If former House Majority Leader Eric Cantor's surname is used to describe a stunning upset of an important incumbent, Paul Nehlen's last name now means the opposite.
In an overhyped primary fight against House Speaker Paul Ryan, Nehlen came up nearly 70 points short. While there were some superficial similarities between his uphill battle against Ryan and the contest the ended in Cantor's defeat by Dave Brat, the differences were clearer.
While anger over national issues, including immigration, was a factor in Cantor's surprise loss, the perception that the incumbent neglected his district as he climbed the leadership ladder was key to Brat's win.
Even Ryan's critics acknowledged he spent time at home. In fact, he originally cited his desire to be in the district with his family as an argument against running for speaker. By contrast, Nehlen was relatively new to Wisconsin and was largely backed by conservative immigration hawks living outside the state.
Yes, there were some larger trends fueling Nehlen's campaign, which is why Ryan made slight adjustments to his rhetoric on trade. But these trends weren't most powerful in the speaker's district. Donald Trump was never especially popular there and lost the Wisconsin primary to Ted Cruz.
It could yet be the case that conservative primary voters' priorities are changing or that nationalism versus globalism will become more important than the conservative RINO-hunting of past Republican primaries. A race against a sitting House speaker by a challenger with thin local roots promoted by non-Wisconsin pundits pushing a national political narrative was never the best place to test this theory.

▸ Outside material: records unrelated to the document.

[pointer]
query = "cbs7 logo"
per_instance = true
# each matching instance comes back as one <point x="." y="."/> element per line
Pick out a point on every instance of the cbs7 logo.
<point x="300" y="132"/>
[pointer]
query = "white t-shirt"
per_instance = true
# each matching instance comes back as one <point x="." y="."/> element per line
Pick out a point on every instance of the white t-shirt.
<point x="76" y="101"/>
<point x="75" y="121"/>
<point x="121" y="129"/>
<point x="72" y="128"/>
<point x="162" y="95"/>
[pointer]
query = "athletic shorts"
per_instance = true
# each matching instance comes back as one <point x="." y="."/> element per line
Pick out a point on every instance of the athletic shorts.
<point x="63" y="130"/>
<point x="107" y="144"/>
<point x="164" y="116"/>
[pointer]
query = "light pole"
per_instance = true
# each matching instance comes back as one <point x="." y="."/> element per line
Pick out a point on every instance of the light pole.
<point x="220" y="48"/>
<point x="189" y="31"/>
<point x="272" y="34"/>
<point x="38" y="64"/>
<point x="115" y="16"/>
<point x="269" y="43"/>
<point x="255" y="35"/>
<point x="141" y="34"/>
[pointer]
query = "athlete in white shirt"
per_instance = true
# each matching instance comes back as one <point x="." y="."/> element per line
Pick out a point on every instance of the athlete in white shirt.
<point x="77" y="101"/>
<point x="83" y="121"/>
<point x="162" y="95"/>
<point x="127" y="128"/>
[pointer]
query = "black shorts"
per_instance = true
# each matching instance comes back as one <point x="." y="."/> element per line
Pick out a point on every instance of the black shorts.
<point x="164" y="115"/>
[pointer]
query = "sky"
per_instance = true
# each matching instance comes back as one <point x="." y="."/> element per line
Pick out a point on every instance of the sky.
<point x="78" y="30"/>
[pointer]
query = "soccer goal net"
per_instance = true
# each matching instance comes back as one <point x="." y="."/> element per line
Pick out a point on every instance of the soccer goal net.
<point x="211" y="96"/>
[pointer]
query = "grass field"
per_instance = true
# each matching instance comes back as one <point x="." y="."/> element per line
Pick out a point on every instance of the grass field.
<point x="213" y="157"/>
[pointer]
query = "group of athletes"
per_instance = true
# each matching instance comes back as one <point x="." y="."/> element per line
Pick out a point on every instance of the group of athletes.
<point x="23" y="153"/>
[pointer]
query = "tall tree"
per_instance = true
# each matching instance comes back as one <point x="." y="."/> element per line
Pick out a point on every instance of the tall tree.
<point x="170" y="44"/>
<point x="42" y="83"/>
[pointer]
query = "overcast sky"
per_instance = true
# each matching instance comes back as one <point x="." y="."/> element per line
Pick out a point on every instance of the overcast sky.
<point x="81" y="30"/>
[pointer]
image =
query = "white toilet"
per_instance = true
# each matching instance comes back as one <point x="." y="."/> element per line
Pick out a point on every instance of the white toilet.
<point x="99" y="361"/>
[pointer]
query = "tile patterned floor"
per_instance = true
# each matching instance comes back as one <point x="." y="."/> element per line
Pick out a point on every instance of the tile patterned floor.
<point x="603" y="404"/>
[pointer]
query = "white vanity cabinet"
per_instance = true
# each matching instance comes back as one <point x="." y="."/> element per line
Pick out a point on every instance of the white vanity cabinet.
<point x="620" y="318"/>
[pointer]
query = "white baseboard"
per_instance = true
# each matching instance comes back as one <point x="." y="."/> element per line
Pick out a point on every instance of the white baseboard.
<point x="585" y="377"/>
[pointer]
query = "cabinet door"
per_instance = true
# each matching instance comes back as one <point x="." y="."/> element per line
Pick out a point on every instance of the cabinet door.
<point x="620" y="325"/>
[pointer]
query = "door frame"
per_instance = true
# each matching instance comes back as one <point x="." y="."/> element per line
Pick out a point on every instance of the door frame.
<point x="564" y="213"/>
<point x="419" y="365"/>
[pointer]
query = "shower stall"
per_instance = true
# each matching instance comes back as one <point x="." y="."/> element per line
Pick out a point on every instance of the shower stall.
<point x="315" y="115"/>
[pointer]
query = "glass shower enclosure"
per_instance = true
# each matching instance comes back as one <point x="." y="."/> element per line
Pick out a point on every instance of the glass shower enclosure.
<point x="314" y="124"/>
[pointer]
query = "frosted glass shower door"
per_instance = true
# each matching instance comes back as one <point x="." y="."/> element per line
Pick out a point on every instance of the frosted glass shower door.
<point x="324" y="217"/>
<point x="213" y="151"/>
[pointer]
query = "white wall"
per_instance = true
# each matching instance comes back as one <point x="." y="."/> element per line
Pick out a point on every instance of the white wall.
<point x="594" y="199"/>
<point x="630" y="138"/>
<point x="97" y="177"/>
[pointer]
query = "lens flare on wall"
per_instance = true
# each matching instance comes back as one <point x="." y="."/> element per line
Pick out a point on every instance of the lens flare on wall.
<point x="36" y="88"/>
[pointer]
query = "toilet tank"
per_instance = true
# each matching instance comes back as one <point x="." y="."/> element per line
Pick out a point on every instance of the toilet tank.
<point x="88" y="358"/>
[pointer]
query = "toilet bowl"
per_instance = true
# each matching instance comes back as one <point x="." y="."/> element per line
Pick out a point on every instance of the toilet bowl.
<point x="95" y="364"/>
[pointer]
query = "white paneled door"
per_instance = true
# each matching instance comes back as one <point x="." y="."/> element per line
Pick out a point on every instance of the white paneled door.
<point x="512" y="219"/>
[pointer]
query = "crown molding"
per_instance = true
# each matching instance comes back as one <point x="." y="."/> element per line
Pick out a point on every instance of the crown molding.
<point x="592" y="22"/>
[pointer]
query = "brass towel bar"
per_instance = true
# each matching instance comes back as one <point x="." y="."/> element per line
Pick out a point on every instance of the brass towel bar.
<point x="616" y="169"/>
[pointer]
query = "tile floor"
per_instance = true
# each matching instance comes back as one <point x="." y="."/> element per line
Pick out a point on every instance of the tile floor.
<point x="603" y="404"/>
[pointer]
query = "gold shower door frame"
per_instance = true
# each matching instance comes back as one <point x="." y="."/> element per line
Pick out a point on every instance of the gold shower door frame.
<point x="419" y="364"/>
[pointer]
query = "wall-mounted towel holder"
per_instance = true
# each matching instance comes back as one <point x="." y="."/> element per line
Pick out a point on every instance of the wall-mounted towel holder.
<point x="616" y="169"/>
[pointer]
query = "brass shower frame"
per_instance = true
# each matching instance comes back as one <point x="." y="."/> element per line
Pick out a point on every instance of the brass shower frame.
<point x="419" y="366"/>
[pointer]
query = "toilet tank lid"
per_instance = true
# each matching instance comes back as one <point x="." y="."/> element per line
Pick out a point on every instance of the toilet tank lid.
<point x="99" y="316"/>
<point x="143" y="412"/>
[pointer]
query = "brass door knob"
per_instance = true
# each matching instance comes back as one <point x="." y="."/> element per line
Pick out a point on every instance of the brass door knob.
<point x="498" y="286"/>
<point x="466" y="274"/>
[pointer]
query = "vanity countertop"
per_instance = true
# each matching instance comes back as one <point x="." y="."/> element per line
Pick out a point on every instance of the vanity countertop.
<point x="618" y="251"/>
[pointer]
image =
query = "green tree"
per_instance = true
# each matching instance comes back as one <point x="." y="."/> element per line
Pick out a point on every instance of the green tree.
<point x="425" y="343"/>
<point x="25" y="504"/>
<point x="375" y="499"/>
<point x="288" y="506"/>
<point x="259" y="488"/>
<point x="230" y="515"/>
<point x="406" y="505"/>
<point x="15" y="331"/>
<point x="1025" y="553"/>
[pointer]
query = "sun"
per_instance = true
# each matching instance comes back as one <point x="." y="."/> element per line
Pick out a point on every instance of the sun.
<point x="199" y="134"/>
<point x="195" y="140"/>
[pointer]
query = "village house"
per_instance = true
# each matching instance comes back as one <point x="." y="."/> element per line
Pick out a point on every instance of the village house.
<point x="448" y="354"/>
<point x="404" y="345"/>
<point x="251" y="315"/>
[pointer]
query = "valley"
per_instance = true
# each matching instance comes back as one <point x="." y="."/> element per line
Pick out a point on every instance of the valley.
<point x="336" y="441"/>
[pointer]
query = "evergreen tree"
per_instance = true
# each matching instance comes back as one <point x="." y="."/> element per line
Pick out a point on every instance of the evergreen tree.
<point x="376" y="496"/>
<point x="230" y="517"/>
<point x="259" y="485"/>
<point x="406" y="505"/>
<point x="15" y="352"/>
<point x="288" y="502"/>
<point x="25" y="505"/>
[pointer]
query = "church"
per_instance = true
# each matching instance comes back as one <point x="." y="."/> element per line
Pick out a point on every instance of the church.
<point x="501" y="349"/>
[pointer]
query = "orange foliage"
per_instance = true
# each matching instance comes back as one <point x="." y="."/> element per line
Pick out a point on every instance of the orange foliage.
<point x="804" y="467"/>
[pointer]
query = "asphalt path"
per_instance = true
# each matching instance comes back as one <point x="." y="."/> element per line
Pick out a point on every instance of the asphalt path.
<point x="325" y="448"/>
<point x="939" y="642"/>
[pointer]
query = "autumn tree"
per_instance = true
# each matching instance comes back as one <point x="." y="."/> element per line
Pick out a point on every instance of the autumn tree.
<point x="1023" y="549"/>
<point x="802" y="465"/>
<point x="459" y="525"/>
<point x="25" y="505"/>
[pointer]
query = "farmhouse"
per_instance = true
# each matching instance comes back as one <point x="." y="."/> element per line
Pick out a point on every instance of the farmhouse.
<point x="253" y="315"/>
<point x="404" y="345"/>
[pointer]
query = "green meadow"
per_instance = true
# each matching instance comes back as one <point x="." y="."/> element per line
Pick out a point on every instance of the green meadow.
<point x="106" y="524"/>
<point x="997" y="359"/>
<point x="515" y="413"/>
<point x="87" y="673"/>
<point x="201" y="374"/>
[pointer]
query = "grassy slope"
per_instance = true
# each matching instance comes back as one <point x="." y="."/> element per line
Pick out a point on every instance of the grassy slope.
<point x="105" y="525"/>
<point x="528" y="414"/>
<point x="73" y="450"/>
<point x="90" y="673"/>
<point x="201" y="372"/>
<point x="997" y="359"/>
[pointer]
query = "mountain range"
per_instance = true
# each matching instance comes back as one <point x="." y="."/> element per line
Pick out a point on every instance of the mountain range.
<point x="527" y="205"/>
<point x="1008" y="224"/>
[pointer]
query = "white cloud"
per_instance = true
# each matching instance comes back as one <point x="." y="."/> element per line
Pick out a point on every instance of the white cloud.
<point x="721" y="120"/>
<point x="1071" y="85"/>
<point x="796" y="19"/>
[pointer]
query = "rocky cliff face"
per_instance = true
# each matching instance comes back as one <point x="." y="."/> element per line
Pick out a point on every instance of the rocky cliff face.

Ryan's landslide win is nevertheless at least a short-term setback for the forces of Trumpism within the GOP. To really change the party, Republicans like Nehlen will need to win their primaries. That's especially true if Trump loses in November.
A party can be transformed even by a general election loser. Barry Goldwater and George McGovern were two of the biggest landslide losers in modern history yet the Republican and Democratic parties, respectively, today look much more like them than their intraparty opponents. But it requires people involved in the unsuccessful presidential campaign eventually being part of winning ones.
There will also be questions about how much of Trump's appeal was due to his celebrity status and business success as opposed to his positions on immigration and trade. That will go a long way toward establishing how replicable Trump's success with Republican voters is. Nevertheless, even winning issues need the right candidates and the right local political conditions.
Nationalist, populist conservatives should know better than anyone else the importance of homegrown candidates.